Victims and Offenders
The conventional responses of criminal justice call for punishment for offenders, sympathy for victims. There are some occasions where the need to assign the roles of offender and victim – one role to the exclusion of the other – distorts the character of what has actually taken place, loses any sense of context and limits the possibility of resolution. It is not always possible to assign the roles at all with any confidence.
In most cases, though, it is straightforward enough to identify the offender and the victim. But what must be resisted is any inclination to assign people to distinct and essential groups – offenders and victims. The terms make sense only in relation to one or more particular incidents (which is not to miss or minimise the pains of sustained abuse, as in the case of domestic violence or racist harassment).
One consequence of a sharp and exclusive distinction is that offenders become ineligible to be victims. The Criminal Injuries Compensation scheme allows that compensation may be reduced or withheld on the basis of the victim’s character as indicated by a criminal record. This has led to remarkable injustices – in particular for some women with trivial previous convictions who have struggled to gain compensation in later life for grave crimes against them. Consider too the claim the proposition that people cannot offend while they are in prison. Yet all manner of crimes are committed in prisons, of course, and to deny the importance of this or victim status to the victims of those crimes is quite unjustifiable. These injustices arise as a direct result of a felt need to make offenders and victims exclusive categories.
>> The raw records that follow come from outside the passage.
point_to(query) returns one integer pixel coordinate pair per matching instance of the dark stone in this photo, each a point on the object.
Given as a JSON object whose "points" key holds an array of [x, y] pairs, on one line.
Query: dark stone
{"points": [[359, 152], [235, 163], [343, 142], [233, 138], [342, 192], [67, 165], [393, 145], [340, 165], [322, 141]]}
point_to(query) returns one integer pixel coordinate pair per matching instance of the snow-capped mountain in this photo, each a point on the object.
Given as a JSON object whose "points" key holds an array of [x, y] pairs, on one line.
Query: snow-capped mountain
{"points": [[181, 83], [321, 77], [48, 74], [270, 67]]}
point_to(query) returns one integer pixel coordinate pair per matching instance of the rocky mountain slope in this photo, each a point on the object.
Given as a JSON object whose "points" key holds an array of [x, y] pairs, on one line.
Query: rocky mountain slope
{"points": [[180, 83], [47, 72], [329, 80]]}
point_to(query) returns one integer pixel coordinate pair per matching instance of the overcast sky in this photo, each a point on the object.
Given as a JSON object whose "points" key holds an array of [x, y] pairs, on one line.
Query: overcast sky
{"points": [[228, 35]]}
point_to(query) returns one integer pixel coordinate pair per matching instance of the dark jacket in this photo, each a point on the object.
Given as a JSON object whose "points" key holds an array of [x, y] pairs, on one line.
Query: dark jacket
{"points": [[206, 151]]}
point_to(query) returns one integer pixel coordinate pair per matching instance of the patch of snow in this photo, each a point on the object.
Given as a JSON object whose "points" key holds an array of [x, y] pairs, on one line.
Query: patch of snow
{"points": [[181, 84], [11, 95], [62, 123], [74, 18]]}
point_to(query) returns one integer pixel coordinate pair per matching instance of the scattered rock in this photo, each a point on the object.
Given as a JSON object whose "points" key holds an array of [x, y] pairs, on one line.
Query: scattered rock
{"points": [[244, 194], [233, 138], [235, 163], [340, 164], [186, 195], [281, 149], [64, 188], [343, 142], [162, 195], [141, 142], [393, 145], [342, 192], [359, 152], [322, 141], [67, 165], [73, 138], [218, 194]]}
There is lots of evidence that offenders are themselves a disproportionately victimised group. The Edinburgh studies of youth transitions and crime are finding that young people with criminal records are significantly more highly victimised than those without. An inquiry by Victim Support (2007) confirmed that young people who have been victims of violence may themselves go on to become violent offenders and that those offend violently may become victims of violence. After all, people whose lifestyles are associated with offending are exposed to considerable risks of victimisation. Homelessness, for example, is associated with offending (in complex ways) and is also as risk marker for being a victim of violence. In many cases, both offenders and victims (especially ‘repeat’ victims are commonly disadvantaged and socially excluded.
There is a strong association between women’s involvement as offenders in the criminal justice system and their experiences of victimisation and the offending behaviour of many women can only be understood in the context of a history of abuse. The same is true of many – probably most – of the young men who commit grave crimes.